The single, a rolling cacophony of epic synth hooks and powerful breakbeats, is accompanied by a fantastically glitchy video that borders on the psychedelic. Made by Barrett himself, it throws countless 8-bit and 16-bit video game references together with wildlife shots of eagles, wolves and bears that have been given carefree pixellated colour treatment. At one point towards the end of the four and a half minutes, we see a lion running through a field collecting gold rings before tackling Street Fighter’s Blanka. “[It] took a lot of time and effort but came out as something I’m really proud of,” says Barrett. “It’s a homage to the computer games I played as a kid, as is the single.” The speed and absurd style of the editing in the video, with shots that bleed into one another and a heavy focus on movement, suit the single perfectly – you couldn’t imagine a more fitting accompaniment to High Contrast’s euphoric synth lines and frantic drum breaks even if it gave you time to.

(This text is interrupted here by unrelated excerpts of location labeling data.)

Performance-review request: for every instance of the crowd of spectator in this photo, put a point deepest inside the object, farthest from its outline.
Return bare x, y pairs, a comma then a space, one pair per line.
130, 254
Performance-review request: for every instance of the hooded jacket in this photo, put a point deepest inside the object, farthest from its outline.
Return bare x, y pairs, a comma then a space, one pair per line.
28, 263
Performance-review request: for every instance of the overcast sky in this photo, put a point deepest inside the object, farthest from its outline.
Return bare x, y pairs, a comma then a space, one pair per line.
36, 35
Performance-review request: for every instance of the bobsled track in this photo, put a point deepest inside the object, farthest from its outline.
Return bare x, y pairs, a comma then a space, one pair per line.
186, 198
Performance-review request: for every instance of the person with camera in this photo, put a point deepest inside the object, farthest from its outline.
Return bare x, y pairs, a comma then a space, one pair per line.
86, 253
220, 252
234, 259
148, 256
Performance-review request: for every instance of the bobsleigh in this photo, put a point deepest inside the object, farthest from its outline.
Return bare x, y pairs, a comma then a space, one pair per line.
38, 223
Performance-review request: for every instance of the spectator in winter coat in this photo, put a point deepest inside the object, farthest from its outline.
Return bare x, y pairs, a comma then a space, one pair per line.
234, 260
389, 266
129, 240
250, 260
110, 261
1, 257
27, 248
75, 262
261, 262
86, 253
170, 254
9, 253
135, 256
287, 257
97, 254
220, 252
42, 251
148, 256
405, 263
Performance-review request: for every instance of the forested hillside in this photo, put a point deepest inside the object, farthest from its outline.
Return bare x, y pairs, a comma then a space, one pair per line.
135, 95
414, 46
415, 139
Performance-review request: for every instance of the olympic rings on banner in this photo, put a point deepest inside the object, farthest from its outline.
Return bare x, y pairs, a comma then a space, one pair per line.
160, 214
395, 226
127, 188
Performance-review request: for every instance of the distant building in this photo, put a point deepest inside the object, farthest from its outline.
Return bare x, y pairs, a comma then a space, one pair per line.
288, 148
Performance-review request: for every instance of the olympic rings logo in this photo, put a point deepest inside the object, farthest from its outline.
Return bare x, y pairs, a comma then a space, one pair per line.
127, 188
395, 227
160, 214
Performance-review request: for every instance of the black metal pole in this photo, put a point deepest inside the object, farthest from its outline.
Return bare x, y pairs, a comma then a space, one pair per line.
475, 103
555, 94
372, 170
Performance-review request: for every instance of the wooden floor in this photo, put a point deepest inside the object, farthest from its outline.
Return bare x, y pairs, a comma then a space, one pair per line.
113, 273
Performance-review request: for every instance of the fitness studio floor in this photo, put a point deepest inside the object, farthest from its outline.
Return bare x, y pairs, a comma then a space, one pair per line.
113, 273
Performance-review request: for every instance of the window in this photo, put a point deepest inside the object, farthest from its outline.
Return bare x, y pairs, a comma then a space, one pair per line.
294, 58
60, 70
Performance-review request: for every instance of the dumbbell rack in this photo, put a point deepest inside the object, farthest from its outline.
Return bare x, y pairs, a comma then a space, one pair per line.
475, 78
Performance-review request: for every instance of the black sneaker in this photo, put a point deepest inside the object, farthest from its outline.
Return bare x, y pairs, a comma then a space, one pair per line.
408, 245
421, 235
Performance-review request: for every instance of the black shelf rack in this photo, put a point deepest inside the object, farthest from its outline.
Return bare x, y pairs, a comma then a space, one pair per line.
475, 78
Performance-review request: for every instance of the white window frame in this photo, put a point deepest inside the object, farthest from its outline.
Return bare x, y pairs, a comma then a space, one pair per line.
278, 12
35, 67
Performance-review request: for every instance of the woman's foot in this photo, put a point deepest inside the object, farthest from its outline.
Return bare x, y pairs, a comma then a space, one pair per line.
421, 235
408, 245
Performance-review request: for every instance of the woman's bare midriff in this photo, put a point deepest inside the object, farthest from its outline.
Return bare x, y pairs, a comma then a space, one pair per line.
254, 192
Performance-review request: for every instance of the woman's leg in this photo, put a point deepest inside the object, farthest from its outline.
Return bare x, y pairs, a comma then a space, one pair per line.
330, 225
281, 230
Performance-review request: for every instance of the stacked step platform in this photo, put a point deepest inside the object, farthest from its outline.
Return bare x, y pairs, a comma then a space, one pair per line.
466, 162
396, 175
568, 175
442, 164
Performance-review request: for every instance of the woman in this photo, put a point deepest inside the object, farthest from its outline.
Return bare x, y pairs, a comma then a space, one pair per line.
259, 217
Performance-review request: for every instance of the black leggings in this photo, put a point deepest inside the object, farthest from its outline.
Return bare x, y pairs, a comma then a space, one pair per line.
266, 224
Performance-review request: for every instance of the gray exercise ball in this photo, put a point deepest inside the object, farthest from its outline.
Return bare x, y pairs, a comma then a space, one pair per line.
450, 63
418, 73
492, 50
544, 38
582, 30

The sheer quantity of references to different video games and mashup of different images is also an aspect of the “Spectrum Analyser” video that seems to sit well with drum ’n’ bass in general – a genre that is born out of sampling from a huge variety of musical sources to create an overwhelmingly physical sound that packs a punch greater than the sum of its parts. “It is the bastard son of a thousand musical fathers,” says Barrett. “Drum and bass is perhaps the most malleable of genres as it has no one defining sound, it is only characterized by a certain tempo range, a general emphasis on bass line and drum pattern as the name would suggest and then some unquantifiable ‘vibe’. After that, anything is possible really, you can adapt any kind of sound you like from jazz to rock to reggae.” This attitude seems to have played a major role in Barrett’s musical output, with remixes of artists from Stevie Nicks to The Streets peppering his sets. Having been part of a hardcore band before turning on to drum and bass music, he clearly has no issue with translating from one genre to another to create that ‘unquantifiable vibe’: “I just make whatever I’m feeling at that moment, it’s a process outside of the intellect, it’s instinctual. But I do seem to have a recurring theme in my work. There is a combination of the uplifting and the melancholy that I can hear through most of my output. I guess it is some reflection of my outlook on life.”

High Contrast plays at Celebrities Nightclub, Vancouver on March 13th.